If anyone wants to take the first steps into understanding written Greek, the Greek Alphabet is obviously the first nut to crack, I made a reference sheet for myself, and others have found helpful too. I've uploaded it here MacOCD's Greek Alphabet Sheet. It uses colours to differentiate the letters that are the same, those that look the same but sound different, and those with symbols that don't appear in the English Alphabet.

With the alphabet worked out, those symbols all around you in menus and shops start to make sense. Pronunciation is far easier than in English, you are told where the emphasis is on a word by the accent over a vowel. 

As far as the spoken word, I've also looked at a couple of "Teach Yourself Greek" CD Audiobook courses, particularly the BBC's "Get by Greek" and the Michel Thomas Method "Greek Foundation Course".

The BBC one was OK, it comes with a really useful book, but I couldn't always make out what they were saying. The Michel Thomas Method however is excellent, the teacher, Hara Garoufalia-Middle has a wonderfully clear diction to her voice. This makes it really easy to understand what she is saying. I also like the "no writing or notes" method, it really worked for me. It's a little expensive, can get quite complex and doesn't focus very widely on vocabulary, but it's totally worth it. Best value for money Greek language learning I've experienced.

For the _Complete Beginner_ there is also the Michel Thomas Greek Introductory Course, I don't know what that's like, I found the Foundation Course to be a suitable beginning point.

Don't let the 18 words for 'the' that you have to put in the right context and gender put you off , they'll still understand you. 

Good luck,

Mark.


----------



## MacManiac (Jan 25, 2012)

Thanks for that, Mark. We both fully intend to learn as much Greek as possible, and hope the Government-sponsored courses for non-Greek speakers in Cyprus continue to be funded.

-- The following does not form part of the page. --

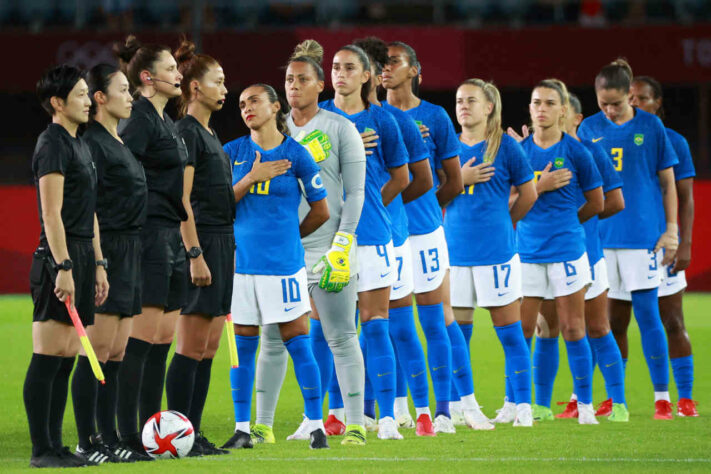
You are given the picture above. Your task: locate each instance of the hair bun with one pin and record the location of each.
(310, 49)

I'll investigate the ideas you mention, and am really grateful for the information.


----------



## Pam n Dave (Jun 11, 2007)

We've done the Earworms and the Michelle Thomas courses plus the EU sponsored course.

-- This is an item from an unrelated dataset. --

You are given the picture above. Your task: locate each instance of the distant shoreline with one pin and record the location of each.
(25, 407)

They all have their good and bad points but they make a change from each other.


----------



## Uk-Scots (Jun 28, 2012)

We are moving over at the end of August with our 2 young children and been trying to learn some of the language, I have also used Earworms which I think is very good as it seems to stick with you better as also using Learn Direct online but doesn't seem to have the same impact. 
I think it is always a good idea to learn the basics as you never know when you will be in a situation that you may need it.


----------



## MacManiac (Jan 25, 2012)

Many thanks for the tip regarding the Michel Thomas course. Both Ann and I have it on iPhones and IPads and iPods at home, as a result of this thread, and I have to say it is terrific. I know we all have different learning styles but this suits us down to the ground.


----------